Poco distante c’erano i Mauri. Carlo era un perito meccanico di trentadue anni. Sua moglie, Anna Maria Bosio, ventotto, era una maestra e con loro c’era il figlio, Luca, sei. Venivano da Como e la vigilia dell’attentato, venerdì 1° agosto 1980, erano partiti in auto da Tavernola, che affaccia sul lago, per raggiungere un villaggio turistico a Marina di Mandria, nel tarantino. Però, in tarda serata, nei pressi di Bologna erano stati tamponati e la vettura venne portata in un’autofficina di Casalecchio di Reno.
Trascorsero la notte in macchina e il mattino dopo chiesero a Vittorio, il fratello di Anna Maria, di andare a prenderli alla stazione di Brindisi.
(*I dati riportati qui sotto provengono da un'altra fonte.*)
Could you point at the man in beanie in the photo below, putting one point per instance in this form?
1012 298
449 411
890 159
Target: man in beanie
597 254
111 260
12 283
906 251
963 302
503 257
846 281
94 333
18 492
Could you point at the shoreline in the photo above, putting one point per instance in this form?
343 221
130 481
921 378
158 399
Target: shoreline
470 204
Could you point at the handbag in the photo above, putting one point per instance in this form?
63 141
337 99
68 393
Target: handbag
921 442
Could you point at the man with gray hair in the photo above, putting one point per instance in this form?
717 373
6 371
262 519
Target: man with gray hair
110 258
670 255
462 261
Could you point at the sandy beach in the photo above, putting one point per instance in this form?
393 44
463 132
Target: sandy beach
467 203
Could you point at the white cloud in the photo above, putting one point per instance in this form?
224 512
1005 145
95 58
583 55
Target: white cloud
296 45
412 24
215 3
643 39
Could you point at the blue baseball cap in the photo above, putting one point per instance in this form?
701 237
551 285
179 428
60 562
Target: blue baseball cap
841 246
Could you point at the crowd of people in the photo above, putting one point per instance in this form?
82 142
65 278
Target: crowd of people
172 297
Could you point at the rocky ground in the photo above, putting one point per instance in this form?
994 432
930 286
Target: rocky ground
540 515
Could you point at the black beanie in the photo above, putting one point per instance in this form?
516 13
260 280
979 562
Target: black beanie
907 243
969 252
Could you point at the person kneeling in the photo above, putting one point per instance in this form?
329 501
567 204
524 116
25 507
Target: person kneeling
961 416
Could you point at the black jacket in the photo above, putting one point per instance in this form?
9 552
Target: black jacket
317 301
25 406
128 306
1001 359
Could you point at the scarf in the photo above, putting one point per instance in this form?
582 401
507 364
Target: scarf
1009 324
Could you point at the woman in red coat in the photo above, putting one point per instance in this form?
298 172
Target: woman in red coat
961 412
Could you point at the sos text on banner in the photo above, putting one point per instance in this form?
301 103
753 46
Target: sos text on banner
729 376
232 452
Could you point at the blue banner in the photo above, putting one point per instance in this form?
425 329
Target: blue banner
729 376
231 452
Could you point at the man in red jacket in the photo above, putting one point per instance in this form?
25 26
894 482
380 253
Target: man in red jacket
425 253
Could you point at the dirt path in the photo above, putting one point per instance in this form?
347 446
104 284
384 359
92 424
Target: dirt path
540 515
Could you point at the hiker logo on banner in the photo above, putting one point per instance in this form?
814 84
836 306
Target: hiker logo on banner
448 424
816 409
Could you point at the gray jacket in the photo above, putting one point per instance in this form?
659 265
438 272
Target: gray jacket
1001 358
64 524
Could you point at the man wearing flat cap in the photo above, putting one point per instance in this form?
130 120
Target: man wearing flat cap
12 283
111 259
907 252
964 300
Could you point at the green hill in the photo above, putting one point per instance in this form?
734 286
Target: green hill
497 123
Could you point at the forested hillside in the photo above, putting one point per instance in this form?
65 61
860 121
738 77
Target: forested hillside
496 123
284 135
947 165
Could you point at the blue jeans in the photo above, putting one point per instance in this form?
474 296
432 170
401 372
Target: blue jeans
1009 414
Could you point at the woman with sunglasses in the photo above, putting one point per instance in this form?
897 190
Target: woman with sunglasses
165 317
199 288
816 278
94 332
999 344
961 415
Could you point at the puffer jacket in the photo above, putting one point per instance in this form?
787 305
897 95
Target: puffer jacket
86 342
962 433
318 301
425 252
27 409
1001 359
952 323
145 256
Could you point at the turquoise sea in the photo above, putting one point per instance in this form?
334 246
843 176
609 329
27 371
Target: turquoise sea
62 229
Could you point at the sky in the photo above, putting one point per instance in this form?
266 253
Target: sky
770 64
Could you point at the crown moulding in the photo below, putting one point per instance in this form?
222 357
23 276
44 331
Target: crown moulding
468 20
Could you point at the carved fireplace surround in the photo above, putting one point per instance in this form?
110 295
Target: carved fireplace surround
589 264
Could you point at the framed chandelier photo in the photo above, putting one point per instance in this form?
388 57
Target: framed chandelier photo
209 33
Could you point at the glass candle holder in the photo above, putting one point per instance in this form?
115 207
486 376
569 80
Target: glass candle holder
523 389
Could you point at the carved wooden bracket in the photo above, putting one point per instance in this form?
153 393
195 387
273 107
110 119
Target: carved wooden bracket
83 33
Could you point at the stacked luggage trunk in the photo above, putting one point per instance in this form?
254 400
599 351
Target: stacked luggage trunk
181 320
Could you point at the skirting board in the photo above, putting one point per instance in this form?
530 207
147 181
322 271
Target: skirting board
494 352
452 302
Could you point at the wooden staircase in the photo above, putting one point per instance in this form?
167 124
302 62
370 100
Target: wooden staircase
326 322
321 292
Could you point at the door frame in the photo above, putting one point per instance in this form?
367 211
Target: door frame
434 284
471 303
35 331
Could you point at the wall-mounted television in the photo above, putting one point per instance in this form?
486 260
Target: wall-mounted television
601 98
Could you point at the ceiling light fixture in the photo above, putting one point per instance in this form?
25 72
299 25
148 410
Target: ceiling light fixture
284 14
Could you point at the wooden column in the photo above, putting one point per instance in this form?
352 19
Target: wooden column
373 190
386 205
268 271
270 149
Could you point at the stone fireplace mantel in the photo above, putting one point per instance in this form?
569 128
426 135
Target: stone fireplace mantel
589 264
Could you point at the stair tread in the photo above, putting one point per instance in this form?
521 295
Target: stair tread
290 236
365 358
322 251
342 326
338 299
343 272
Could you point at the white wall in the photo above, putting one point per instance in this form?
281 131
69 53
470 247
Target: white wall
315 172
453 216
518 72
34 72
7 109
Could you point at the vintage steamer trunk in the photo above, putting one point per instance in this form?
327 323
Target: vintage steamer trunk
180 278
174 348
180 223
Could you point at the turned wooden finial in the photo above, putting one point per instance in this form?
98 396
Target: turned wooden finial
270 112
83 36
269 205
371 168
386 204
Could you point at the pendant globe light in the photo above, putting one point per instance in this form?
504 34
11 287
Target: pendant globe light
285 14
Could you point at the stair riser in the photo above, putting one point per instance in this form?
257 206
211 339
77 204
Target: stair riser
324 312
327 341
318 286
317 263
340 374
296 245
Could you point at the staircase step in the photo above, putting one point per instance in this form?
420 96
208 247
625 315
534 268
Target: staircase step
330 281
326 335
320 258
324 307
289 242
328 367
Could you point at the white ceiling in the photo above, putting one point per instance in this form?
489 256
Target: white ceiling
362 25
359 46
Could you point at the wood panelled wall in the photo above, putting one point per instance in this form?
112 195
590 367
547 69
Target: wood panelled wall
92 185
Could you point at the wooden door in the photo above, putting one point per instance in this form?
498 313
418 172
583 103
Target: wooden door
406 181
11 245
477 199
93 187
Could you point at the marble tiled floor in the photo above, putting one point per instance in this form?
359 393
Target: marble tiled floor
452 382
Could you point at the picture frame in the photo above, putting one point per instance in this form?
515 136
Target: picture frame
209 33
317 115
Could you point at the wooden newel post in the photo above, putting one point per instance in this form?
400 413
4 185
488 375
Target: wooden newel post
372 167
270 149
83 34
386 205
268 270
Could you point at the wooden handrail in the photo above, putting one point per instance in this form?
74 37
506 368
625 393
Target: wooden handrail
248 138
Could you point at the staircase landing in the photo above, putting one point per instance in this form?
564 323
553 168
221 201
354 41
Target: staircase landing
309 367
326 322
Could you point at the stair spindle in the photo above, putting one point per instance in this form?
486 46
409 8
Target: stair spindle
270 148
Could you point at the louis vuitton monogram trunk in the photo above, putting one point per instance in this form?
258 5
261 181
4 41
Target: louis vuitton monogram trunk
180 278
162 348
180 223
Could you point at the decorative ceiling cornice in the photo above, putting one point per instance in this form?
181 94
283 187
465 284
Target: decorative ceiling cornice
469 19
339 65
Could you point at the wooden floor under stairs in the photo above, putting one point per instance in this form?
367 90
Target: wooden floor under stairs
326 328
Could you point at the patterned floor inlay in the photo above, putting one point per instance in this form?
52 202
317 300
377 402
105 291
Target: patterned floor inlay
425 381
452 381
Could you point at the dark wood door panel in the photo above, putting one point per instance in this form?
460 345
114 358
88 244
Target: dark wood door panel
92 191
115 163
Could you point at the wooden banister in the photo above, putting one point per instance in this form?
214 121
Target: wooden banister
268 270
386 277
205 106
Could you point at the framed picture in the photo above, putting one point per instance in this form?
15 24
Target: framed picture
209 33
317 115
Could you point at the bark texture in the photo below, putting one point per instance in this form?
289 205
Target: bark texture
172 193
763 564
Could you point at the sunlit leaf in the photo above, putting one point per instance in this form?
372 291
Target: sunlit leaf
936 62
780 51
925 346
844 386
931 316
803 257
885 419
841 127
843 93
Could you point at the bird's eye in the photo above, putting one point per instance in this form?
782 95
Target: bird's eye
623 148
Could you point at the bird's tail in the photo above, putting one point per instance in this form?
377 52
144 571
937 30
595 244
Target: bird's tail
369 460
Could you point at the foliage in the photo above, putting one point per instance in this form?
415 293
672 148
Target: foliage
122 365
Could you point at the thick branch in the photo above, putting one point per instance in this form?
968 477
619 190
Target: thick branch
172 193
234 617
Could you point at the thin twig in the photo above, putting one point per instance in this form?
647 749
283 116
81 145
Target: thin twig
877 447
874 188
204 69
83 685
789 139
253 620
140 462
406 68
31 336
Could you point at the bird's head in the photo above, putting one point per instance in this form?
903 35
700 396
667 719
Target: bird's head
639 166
Lui, puntuale, si presentò all’appuntamento e aspettò fino a mezzanotte il loro arrivo. Inutilmente. Horst Mader era un operaio di trentasei anni che lavorava per le ferrovie tedesche e che veniva da Haselhorf, Westfalia. Prima di perdere conoscenza, si era messo a scavare a mani nude tra i calcinacci della stazione, alla ricerca della moglie Margret Rohrs, trentanove anni, e dei tre figli, Holger, Eckhardt e Kai, rispettivamente di sedici, quattordici e otto anni. Si erano sposati nel 1963 e quella era la loro prima vacanza. Nei quindici giorni precedenti avevano soggiornato in una pensione del Ferrarese, a Lido di Pomposa, e il 2 agosto, di prima mattina, erano ripartiti verso casa. A Bologna avrebbero dovuto trascorrere un paio d’ore in attesa della coincidenza. Margret aveva caldo e con i due figli più piccoli entrò nella sala d’aspetto. Horst la seguì con il maggiore, Holger, e poi decise di ingannare il tempo facendo quattro passi, ma fece appena in tempo a uscire dal locale affollato che la bomba esplose.
L’operaio tedesco non cadde e quando si voltò verso la sala d’aspetto per tornare sui suoi passi vide che non c’era più. Allora cercò di fare il giro e raggiunse l’ingresso opposto, in piazza delle Medaglie d’Oro, gettandosi sulle macerie. Il primo che trovò fu Holger, ancora vivo e con le ossa spezzate. Scavò ancora fino a liberare il figlio, che depose poco lontano, in attesa che lo portassero al policlinico Sant’Orsola. Poi tornò a cercare gli altri. Non ci mise molto a trovarli. Prima Kai, poi Margret e infine Eckhardt. Per i primi due non c’era più nulla da fare mentre il figlio quattordicenne era in fin di vita e sarebbe sopravvissuto pochi minuti al ricovero. Di fronte a quella visione, Horst svenne. Lo portarono all’ospedale Rizzoli, ma chiese subito di andare alla ricerca dei familiari. Aveva i vestiti a brandelli ed era senza un soldo perché aveva perso il portafogli. I sanitari, allora, fecero una colletta e raccolsero trecentomila lire affinché Horst potesse acquistare degli abiti e sostenere le spese per l’imprevista permanenza a Bologna. Nella sua ricerca per gli obitori lo accompagnò un medico italiano che parlava tedesco.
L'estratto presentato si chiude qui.